= Mills Act =

The Mills Act is a California state law that allows cities to enter into contracts with the owners of historic structures. Such contracts require a reduction of property taxes in exchange for the continued preservation of the property.

The Mills Act is recognized by the state of California as the "single most important economic development incentive program in California for the restoration and preservation of qualified historic buildings by private property owners." The Mills Act has been credited with saving thousands of historic buildings from destruction in California.

Each local government establishes their own criteria and determines how many contracts they will allow in their jurisdiction.

For example, the City of Pasadena Historic Property Contract Program was established by ordinance in October 2002 under the authority of the Mills Act (California Government Code, Article 12, Sections 50280–50290).

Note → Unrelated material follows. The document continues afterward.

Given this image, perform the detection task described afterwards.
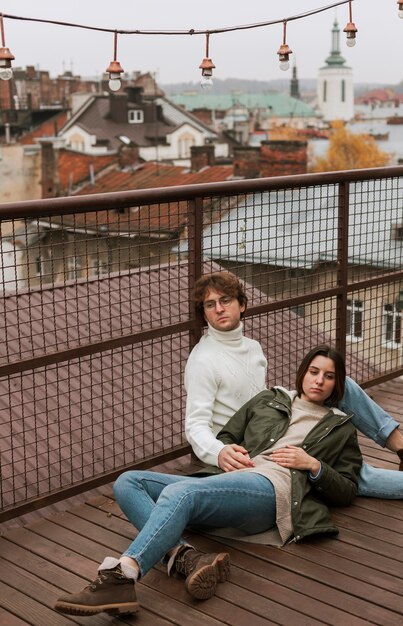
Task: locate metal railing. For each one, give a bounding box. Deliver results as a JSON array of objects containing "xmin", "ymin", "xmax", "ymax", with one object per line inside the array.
[{"xmin": 1, "ymin": 165, "xmax": 403, "ymax": 522}]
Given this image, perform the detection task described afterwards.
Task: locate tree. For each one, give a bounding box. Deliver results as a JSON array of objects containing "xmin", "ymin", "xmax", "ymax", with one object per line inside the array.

Under this act, local governments may enter into historic property contracts with owners of qualifying privately owned historic properties who agree to rehabilitate, restore and/or maintain their property according to the Secretary of Interior Standards.

California's four largest cities (Los Angeles, San Diego, San Francisco, and San Jose) as well as more than 75 other city and county governments have instituted Mills Act programs.

The law is named after its author, James R. Mills who was inspired to write the law when a developer proposed demolishing the historic Hotel del Coronado in his San Diego area district. The law was deemed unconstitutional in 1973, but voters later approved it as a constitutional amendment in 1976.